Examining the evidence on Learning Accounts

Social Programs That Work has released a new evidence summary on Learning Accounts, a demonstration programme in New Brunswick, Canada that provided up to $8,400 in conditional financial aid for post-secondary education to low-income 10th grade (Year 11) pupils. The pupils had to meet certain benchmarks (ie, completion of 10th, 11th, and 12th grade (Years 11-13)) to receive the funding.

The programme was evaluated through a randomised controlled trial with a sample of 1,145 low-income 10th graders in 30 high schools in New Brunswick, Canada. Within each school, the low-income pupils were randomly assigned to a group that was offered participation in the Learning Accounts programme, or to a control group that received usual school services. Survey data was used to measure high school graduation rates, and administrative data was used to examine later graduation from college.

According to the evidence report, over the 10 years following random assignment, the programme produced a 6.5 percentage point increase in the high school graduation rate, and 6.8 percentage point increase in the rate of post-secondary completion.

Source: Learning Accounts (September 2019), Social Programs That Work

Decades of evidence supports early childhood education

A recent meta-analysis of almost 60 years’ worth of high-quality early childhood education (ECE) studies in the US found that participating in ECE programmes significantly reduced special education placement and grade retention (pupils having to repeat a year), and lead to increased graduation rates from secondary school.

Dana Charles McCoy and colleagues examined data from studies spanning 1960-2016. All had to meet strict inclusion criteria and address ECE’s effects on special education placement, grade retention, or dropout rates, yielding 22 studies. Seven were randomised controlled studies, four were quasi-experimental, and eleven used non-randomised assignment and compared groups who were equivalent at baseline.
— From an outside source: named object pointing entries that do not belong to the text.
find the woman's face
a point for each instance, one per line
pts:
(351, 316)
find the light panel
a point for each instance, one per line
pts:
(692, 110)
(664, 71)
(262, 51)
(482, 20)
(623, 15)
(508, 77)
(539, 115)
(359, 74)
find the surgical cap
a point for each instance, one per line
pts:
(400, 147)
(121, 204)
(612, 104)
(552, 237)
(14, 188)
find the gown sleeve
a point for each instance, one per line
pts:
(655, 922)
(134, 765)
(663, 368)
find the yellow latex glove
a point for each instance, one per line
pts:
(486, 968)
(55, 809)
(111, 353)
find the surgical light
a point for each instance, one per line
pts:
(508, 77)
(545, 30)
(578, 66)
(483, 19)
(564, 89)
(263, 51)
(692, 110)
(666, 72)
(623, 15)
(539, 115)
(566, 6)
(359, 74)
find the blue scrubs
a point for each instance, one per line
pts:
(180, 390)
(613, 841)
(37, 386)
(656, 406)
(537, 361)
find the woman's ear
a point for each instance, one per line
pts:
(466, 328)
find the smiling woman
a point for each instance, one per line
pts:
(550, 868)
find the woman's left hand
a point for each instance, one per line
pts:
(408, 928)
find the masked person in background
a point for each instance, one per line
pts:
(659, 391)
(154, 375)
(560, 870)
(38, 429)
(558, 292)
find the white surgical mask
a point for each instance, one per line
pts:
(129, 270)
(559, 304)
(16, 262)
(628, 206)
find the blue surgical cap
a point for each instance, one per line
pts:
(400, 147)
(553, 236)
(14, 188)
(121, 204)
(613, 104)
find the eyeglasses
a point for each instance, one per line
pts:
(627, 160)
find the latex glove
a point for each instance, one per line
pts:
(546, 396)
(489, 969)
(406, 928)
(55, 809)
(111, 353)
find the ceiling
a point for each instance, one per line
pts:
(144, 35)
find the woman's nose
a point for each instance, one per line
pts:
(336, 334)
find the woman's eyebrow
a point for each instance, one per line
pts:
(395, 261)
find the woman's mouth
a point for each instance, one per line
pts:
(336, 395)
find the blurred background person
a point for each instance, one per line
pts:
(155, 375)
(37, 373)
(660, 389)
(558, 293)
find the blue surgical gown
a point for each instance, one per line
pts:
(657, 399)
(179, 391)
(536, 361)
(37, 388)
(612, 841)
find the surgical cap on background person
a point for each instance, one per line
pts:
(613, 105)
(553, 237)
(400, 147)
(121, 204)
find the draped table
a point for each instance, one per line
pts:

Results showed statistically significant effects of ECE. Compared to pupils who did not attend ECE, participants were 8.1% less likely to be placed in special education, 8.3% less likely to be held back a year and 11.4% more likely to graduate from secondary school.

Source: Impacts of early childhood education on medium- and long-term educational outcomes (November 2017), Educational Researcher Volume 46, issue 8

Small Schools of Choice improve graduation rates and college enrolment

A new update on New York high schools Small Schools of Choice has shown that the positive effects of the approach continue into postsecondary education.

In the 1990s, New York City instituted a high school reform effort called Small Schools of Choice (SSCs). SSCs have 100 students in each year group and emphasise academic rigour and strong student/faculty relations. Students apply to their preferred schools and are selected by lottery.

Researchers at MDRC examined the effects on postsecondary education of attending SSCs in a longitudinal study of more than 12,000 mostly disadvantaged students. They found that students at SSCs had higher graduation rates and were more likely to attend college the following year than the control group of students who applied to SSCs but attended other schools.

Attending an SSC increased graduation rates in the four cohorts studied by an average of 9.4 percentage points. Students at SSCs were more likely than the control groups to remain enrolled in college more than three years later. SSCs made these gains at a 14-16% lower cost per graduate than the control schools (mostly due to higher rates of graduation and fewer students needing a fifth year of high school to graduate).